Why Vector Search Alone Is Not Enough
Vector search has become the default retrieval method for RAG applications. The premise is elegant: convert documents and queries into high-dimensional embeddings, then find the closest matches in vector space. It captures semantic meaning, so a query about "automobile fuel efficiency" will match documents about "car miles per gallon" even though the words differ entirely.
But vector search has blind spots. It struggles with exact-match requirements — product codes, legal clause numbers, proper nouns, and technical identifiers that must be matched precisely. A vector embedding of "ISO 27001" will be semantically close to other security standards, but a user searching for that specific standard needs exact matches, not approximate ones. Vector search also tends to underperform on short, specific queries where the embedding does not capture enough context to disambiguate meaning.

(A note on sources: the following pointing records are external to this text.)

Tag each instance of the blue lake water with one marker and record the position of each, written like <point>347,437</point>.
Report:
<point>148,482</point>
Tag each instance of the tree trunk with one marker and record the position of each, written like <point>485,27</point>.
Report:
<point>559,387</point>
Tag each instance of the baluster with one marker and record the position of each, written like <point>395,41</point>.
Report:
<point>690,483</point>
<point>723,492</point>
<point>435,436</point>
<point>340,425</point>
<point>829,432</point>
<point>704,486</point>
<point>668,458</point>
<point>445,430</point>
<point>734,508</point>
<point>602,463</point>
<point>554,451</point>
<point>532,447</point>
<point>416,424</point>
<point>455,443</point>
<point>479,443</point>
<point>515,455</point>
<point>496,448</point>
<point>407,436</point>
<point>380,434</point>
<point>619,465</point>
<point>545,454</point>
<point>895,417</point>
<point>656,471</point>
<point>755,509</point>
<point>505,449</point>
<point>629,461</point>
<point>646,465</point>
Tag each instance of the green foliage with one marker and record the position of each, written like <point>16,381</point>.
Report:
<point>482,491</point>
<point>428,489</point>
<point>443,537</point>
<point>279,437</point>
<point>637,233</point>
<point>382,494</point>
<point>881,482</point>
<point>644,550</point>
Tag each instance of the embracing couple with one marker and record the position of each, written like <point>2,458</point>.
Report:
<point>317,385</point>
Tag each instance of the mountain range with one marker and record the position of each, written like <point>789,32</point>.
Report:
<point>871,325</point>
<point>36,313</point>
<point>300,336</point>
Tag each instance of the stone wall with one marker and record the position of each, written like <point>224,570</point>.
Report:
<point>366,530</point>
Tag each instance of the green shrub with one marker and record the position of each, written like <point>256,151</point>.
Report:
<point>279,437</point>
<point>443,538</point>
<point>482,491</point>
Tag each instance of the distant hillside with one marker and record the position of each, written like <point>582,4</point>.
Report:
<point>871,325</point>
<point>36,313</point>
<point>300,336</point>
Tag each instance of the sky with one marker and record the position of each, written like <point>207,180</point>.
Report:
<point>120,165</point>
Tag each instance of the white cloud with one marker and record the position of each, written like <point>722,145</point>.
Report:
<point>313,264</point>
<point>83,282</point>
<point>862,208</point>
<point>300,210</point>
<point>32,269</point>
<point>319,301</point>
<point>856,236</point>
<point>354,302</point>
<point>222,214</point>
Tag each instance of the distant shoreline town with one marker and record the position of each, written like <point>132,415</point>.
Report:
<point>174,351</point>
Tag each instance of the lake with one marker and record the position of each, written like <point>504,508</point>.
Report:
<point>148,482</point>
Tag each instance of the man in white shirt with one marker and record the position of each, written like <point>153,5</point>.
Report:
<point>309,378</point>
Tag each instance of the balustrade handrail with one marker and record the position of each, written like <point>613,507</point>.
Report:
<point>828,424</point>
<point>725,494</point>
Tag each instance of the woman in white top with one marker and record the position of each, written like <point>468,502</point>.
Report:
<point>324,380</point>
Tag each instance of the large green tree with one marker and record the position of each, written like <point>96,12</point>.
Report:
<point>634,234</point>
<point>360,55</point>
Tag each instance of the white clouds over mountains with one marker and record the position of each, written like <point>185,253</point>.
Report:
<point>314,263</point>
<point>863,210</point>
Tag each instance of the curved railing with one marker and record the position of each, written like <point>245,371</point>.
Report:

The Enduring Strength of Keyword Search
Keyword search, built on algorithms like BM25 and TF-IDF, has powered information retrieval for decades. These methods excel at precisely what vector search struggles with: exact matching, handling rare terms, and performing well on short queries. When a user searches for a specific error code or a person's name, keyword search reliably surfaces the right documents because it matches tokens directly rather than relying on learned semantic representations.
The weakness of keyword search is equally well-known. It misses synonyms, cannot handle paraphrasing, and fails when the user's vocabulary differs from the document's vocabulary. A search for "heart attack treatment" will miss documents that only use "myocardial infarction management," even though they address the same topic.